Tout ceci revient à conclure qu'en matière d'Eau comme dans d'autres domaines, exception en " Affaires d'O ", " d'Os à ronger " et d'Oh là là, voila la Kabyo ", dans notre pays les choses n'ont pas changé et ne sont pas prêtes de l'être sous le régime d'Ismaël Omar Guelleh.

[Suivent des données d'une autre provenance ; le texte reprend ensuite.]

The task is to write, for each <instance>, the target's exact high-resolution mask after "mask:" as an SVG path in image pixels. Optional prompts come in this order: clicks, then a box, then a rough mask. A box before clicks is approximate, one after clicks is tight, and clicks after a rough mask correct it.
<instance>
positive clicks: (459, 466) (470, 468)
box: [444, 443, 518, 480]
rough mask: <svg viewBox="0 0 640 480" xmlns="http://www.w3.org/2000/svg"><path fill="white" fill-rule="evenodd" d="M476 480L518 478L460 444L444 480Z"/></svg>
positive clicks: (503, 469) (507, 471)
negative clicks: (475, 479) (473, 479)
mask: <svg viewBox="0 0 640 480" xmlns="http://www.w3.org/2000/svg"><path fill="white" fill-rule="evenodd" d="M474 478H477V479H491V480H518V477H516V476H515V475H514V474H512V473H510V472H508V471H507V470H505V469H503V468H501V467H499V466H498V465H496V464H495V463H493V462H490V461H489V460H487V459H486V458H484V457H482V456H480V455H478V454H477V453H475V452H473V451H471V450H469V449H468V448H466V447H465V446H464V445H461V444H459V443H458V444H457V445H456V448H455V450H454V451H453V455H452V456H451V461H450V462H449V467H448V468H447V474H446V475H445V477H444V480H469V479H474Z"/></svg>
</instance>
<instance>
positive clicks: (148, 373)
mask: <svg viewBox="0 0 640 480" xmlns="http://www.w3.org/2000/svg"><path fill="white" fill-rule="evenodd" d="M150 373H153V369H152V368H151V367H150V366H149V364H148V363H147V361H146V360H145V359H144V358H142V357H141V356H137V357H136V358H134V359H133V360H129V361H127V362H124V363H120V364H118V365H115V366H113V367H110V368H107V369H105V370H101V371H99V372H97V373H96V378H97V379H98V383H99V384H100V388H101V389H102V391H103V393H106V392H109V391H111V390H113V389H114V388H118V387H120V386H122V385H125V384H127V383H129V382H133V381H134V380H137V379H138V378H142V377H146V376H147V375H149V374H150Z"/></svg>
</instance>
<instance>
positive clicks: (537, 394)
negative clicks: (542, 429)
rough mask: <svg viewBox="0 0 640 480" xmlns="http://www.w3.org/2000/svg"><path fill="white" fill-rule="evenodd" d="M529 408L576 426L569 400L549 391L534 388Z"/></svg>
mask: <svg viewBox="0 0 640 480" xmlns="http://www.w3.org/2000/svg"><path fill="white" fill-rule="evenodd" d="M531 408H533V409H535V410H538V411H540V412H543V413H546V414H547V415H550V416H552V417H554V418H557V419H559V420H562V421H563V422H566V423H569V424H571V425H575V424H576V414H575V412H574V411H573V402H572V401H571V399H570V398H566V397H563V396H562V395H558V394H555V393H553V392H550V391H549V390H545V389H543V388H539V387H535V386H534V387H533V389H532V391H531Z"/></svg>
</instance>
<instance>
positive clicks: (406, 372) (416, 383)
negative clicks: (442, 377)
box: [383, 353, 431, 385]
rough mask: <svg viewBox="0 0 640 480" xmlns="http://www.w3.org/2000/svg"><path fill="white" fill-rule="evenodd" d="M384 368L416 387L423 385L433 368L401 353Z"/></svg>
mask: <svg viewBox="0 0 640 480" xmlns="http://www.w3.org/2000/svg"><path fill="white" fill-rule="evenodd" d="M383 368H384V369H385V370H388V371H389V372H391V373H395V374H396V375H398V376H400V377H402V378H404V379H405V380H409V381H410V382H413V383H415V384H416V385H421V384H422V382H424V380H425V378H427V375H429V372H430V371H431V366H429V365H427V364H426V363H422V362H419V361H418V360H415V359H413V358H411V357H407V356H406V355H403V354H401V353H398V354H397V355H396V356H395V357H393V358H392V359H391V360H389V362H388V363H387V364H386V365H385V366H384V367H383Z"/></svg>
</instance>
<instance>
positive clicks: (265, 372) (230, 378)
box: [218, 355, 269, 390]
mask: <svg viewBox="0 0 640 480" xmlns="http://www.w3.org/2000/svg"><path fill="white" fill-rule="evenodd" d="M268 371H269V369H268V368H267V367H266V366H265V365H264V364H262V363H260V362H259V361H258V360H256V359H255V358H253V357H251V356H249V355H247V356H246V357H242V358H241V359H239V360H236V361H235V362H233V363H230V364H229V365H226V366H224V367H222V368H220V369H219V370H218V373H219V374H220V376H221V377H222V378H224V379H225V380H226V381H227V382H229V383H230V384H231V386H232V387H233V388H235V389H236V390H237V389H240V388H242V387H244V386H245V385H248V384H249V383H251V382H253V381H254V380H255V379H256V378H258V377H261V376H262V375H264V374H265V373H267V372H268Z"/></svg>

Ce régime est celui de l'attentisme et de l'imprévoyance. Lorsque l'on est au fond du gouffre, il lance des appels "Au Secours" pour que les Aides internationales affluent sur le pays.
Lorsqu'arrive enfin une enveloppe budgétaire pour réaliser un projet ciblé, on sait par expérience que le peu qui nous parvient (après ponctions en très hauts lieux) ne permettra de concrêtiser tout au plus que 10 % du programme.
C'est alors que la deuxième vague des "Rapaces", entrepreneurs affiliés à l'Etat (cousins, frères... oncles), se précipitent sur ce qu'il reste du gâteau....
M Osman
Moussa Seid
Haut Fonctionnaire
Membre du Conseil du Gouvernement en Exil de Djibouti.